2) The A/R in a medical practice is not at risk to lawsuits (so the fear sale is a bogus one). Understand that I used to sue doctors for a living, ran a five-doctor orthopedic clinic for three years, and wrote what many call the "physician's financial bible." I've never heard of a medical practice losing its A/R in a lawsuit.

3) Commercial loans are problematic. While a home loan can be fixed for 30 years at a relatively low rate, commercial loans are at a higher rate and are typically fixed for less than five years. However, when an illustration is given to a client, it shows a loan interest rate at today's uncharacteristically low rates; and it is extrapolated out for 20 years (remember, in the late 1980s, interest rates were north of 15 percent).

A/R financing plans are not really year-end income tax reduction plans; but, because doctors are starting to budget for year end and the next year of their practice, many agents pitching the plan do so at this time of year. The bottom line with A/R financing plans: Do not use them.

412(e)3 plans using life insurance [formerly 412(i) plans]. Let me ask you a simple question. I want you to choose from two different investments: Investment one costs $100,000; investment two costs $150,000. If, in 10 years, both investments are worth $1,000,000, which one would you rather have? Of course, the one that costs $100,000.

Let me ask you a different question that applies to an affluent client who earns $500,000 a year and is very interested in reducing his income taxes and funding for his retirement. If you could design two tax-deductible plans where one would generate a deduction of $100,000 and the other is $150,000, which one would the business owner opt for? The $150,000 plan, so he/she can deduct and save more in current income taxes.

Would the business owner's answer change if he knew that both the $100,000 and $150,000 deductible plans would both end up with exactly the same accumulated benefit that will be used for retirement? The sad answer is "n"o, but the answer should be "yes" if the advisor helping the doctor has an IQ above 70 and gives the client proper counsel.

What am I getting at with this example? Classic 412(e)3 planning uses 49 percent life insurance when funding the plan. Because life insurance is such a crummy investment in the plan, the client is allowed to increase his/her contribution in order to reach the maximum retirement benefit.

Wouldn't the client be better off using an annuity-only 412(e)3 plan where the contribution would be less, the accumulated benefit would be the same, and where he/she would take home the difference in contributions? Absolutely. There is no question about it. Sure, the client would have to pay taxes on the difference, but any money left would put the client ahead of using a plan with a higher deduction where the retirement benefit is the same as the lower contribution plan.

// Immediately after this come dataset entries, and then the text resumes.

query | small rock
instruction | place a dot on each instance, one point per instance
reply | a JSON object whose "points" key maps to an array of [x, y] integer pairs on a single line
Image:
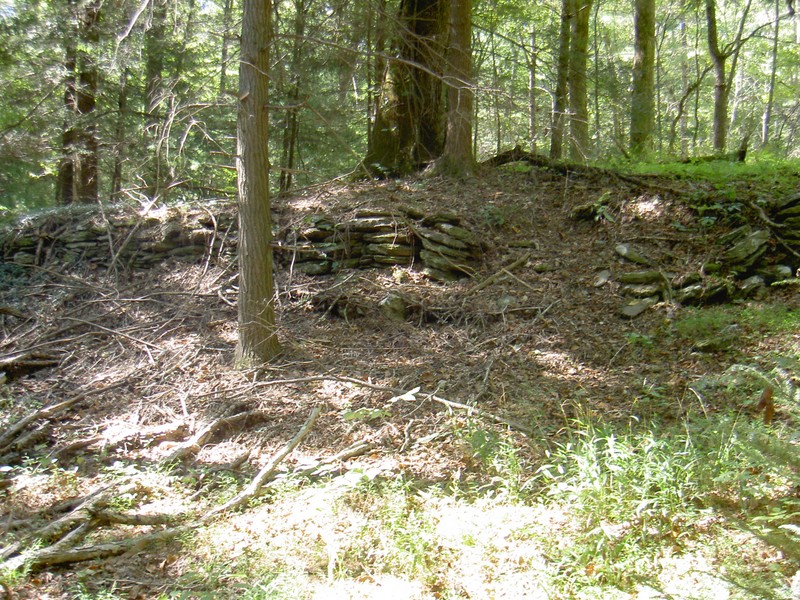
{"points": [[719, 342], [775, 273], [602, 278], [642, 290], [395, 306], [630, 253], [637, 277], [753, 286], [634, 309]]}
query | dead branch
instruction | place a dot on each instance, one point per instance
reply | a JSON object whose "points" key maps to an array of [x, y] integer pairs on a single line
{"points": [[58, 556], [197, 441], [80, 514], [492, 278], [145, 437], [268, 470], [50, 411], [114, 332]]}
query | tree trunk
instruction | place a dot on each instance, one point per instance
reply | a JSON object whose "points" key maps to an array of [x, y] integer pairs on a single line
{"points": [[155, 49], [562, 77], [718, 58], [258, 340], [409, 128], [119, 135], [642, 101], [722, 82], [227, 10], [457, 159], [532, 92], [78, 169], [578, 98], [291, 129], [766, 122]]}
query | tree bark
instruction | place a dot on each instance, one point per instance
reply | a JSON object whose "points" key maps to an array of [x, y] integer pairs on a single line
{"points": [[718, 58], [532, 129], [258, 340], [560, 96], [766, 122], [291, 129], [642, 97], [457, 159], [78, 169], [409, 129], [578, 97]]}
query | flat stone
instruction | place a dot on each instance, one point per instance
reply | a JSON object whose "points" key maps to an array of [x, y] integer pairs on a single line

This is one of my least favorite plans that is commonly pitched in the industry, and I strongly recommend you stay away from funding qualified plans with life insurance.

Putting your client's interest first at all times is imperative in today's litigious society. To act otherwise is to subject yourself to potential lawsuits from your clients should they figure out that you gave them bad advice by recommending one of the plans mentioned in this article.